Huxiang poets refer to Wang Jingzhi, Ying Xiuren, Pan Mohua and Feng Xuefeng, and they are a group of China's new poems in the 1920s. They began to write poems around 192 1, set up the lakeside poetry club in the spring of 1922, published a collection of poems, Lakeside, in April of 1922, and published Wang Jingzhi's personal collection of poems, Wind of Hui, in May of the same year, and in June of 1927.
1923 published poems and songs. Their works are mainly lyrical short poems, the content of which is mostly to praise the fresh beauty of nature and the innocence of friendship and love. They show the young people who just broke away from the shackles of feudal ethics in the early days of the New Literature Movement's yearning for beautiful nature and happy love, and show the youthful personality and temperament of the May 4th new couple, with a unique simplicity, freshness and simplicity.
Zhu Ziqing called them young people who really devoted themselves to writing love poems, which were their main contribution to China's poems. The truly pure heroic images of self-expression in their poems are another manifestation of the spirit of personality liberation in the May 4th Movement.

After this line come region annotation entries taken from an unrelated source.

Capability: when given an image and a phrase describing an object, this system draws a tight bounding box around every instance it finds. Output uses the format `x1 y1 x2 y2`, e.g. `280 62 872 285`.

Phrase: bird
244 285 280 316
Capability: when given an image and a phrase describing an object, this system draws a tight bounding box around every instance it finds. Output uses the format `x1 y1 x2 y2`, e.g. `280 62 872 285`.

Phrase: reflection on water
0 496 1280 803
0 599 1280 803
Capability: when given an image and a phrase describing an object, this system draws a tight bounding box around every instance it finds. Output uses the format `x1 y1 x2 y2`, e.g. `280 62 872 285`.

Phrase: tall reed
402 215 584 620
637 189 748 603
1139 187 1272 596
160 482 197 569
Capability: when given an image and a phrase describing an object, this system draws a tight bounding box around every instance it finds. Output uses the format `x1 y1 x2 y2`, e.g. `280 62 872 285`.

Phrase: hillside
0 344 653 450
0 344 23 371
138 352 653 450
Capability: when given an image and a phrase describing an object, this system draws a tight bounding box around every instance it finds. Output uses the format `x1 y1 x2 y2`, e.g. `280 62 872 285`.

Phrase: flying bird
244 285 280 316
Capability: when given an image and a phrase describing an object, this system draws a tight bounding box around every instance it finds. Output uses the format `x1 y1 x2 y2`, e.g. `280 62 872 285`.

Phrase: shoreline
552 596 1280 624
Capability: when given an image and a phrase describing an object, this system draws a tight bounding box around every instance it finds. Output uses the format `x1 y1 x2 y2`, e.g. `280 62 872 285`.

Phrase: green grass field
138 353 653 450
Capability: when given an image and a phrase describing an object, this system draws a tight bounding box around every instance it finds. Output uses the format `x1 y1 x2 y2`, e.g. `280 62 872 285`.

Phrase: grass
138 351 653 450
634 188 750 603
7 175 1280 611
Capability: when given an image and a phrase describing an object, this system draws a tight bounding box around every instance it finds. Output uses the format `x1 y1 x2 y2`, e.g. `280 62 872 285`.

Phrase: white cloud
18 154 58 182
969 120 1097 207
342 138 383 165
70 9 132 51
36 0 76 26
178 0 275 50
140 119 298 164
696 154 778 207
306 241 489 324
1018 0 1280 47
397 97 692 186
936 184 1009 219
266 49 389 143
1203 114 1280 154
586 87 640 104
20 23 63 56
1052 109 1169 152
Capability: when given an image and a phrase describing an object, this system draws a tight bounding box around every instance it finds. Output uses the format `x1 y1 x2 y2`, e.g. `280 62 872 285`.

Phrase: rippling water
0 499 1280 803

After Huxiang poets, Wei, Xie Danru, Lou Jiannan and others participated in the editing and publishing of February in zhina.
Influenced by Japanese short songs and haiku translated by Zhou Zuoren and Tagore's Birds translated by Zheng Zhenduo, the short poems of Bing Xin, Zong Baihua, Xu Yunuo and He Zhi are also popular for a while. Among them, Bing Xin's two episodes "Spring in the Stars" and Zong Baihua's "Walking Clouds" have great influence.
Feng Zhi is another important lyric poet in modern poetry. He is a member of Asakusa-Shenchong Society and later appeared in lake poets. His poems are in the form of semi-metrical poems, which have a neat and restrained beauty. Its poems are as clear and simple as simplicity, which contains passion and philosophy.
In the 1920s, because of the episode "Song of Yesterday", he was appraised as "the most outstanding lyric poet in China" by Lu Xun. In the 1940s, he further explored the art of poetry and wrote more groundbreaking sonnets.